Rammler: Ja. Ich erneuere noch mal die Argumentation. Wir können nicht alles gleichzeitig lösen und wir müssen uns überlegen, welche Prioritäten wir setzen. Wenn wir tatsächlich die Frage der Lebensqualität in den Städten, der enormen Verdichtung, der wachsenden Mobilitätsbedarfe und des Klimawandels ernst nehmen und sagen, das ist ein wirklich großes Problem, was wir lösen wollen, dann müssen wir tatsächlich auch Dinge verändern. Dann können wir nicht weiter mit Autos fahren, dann können wir nicht weiter Emissionen erzeugen in Städten.

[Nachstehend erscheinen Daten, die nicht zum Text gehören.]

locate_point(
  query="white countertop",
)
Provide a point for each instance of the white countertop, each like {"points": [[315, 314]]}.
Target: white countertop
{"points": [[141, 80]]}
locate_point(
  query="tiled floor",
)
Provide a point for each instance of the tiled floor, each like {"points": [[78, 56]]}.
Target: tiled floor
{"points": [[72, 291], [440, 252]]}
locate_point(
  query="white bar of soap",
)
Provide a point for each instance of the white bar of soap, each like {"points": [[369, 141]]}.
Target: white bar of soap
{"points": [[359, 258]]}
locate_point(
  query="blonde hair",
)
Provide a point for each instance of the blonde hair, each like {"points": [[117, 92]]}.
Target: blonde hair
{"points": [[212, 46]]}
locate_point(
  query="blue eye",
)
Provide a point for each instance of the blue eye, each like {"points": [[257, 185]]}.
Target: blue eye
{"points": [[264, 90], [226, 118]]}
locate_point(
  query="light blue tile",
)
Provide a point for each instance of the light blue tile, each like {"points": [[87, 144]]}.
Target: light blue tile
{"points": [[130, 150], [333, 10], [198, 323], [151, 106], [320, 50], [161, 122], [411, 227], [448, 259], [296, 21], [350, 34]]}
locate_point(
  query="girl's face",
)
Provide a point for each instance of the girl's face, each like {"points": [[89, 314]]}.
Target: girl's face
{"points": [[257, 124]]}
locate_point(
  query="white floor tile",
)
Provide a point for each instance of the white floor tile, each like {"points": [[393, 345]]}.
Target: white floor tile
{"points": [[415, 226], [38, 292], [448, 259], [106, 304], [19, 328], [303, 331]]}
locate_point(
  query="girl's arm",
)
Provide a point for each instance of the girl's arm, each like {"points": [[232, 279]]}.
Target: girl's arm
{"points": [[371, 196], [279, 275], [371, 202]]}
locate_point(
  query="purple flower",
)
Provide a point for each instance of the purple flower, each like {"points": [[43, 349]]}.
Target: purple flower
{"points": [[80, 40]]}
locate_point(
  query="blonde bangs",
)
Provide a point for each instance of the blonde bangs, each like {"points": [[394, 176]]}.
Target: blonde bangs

Ich will hier nur die Inkonsistenz der Ziele gerade deutlich machen, unabhängig jetzt davon, was meine Meinung ist. Aber wenn man mehr Nachhaltigkeit, mehr Lebensqualität in Städten haben will, dann ist es im 21.Jahrhundert keine gute Idee, mit diesen riesigen Fahrzeugen mit fossilen Antrieben, in denen meistens nur eine Person sitzt, reinzufahren. Das heißt, wir müssen erst mal die Angebotsqualität der Alternativen besser machen, um überhaupt die Chance zu bieten, dass Menschen das Auto stehen lassen können. Das ist in Städten eher der Fall als auf dem Land. Deswegen wird es auf dem Land andere Wege brauchen und länger brauchen. Wenn wir diese Angebotsalternativen, den verbesserten ÖV, die Autobausteine über solche Firmen wie Moja oder Movy, Ride Sharing, Car Sharing, Fahrradwege ausbauen, Fahrrad-Abstellflächen, sichere Abstellmöglichkeiten schaffen und dann noch die Mikro-Mobilität dazu packen, die kleinen Elektro-Roller, dann brauchen wir neue Infrastrukturen. Dann brauchen wir eine neue Aufteilung des öffentlichen Raums. Das ist eine logische Konsequenz. Ich will hier nur auf die Inkonsistenz der Ziele hinweisen. Wir kriegen nicht alles; wir müssen irgendwann auch sagen, wasch mich, aber mach mich nicht nass, das funktioniert nicht. Jeder wird seinen Teil dazu beitragen müssen.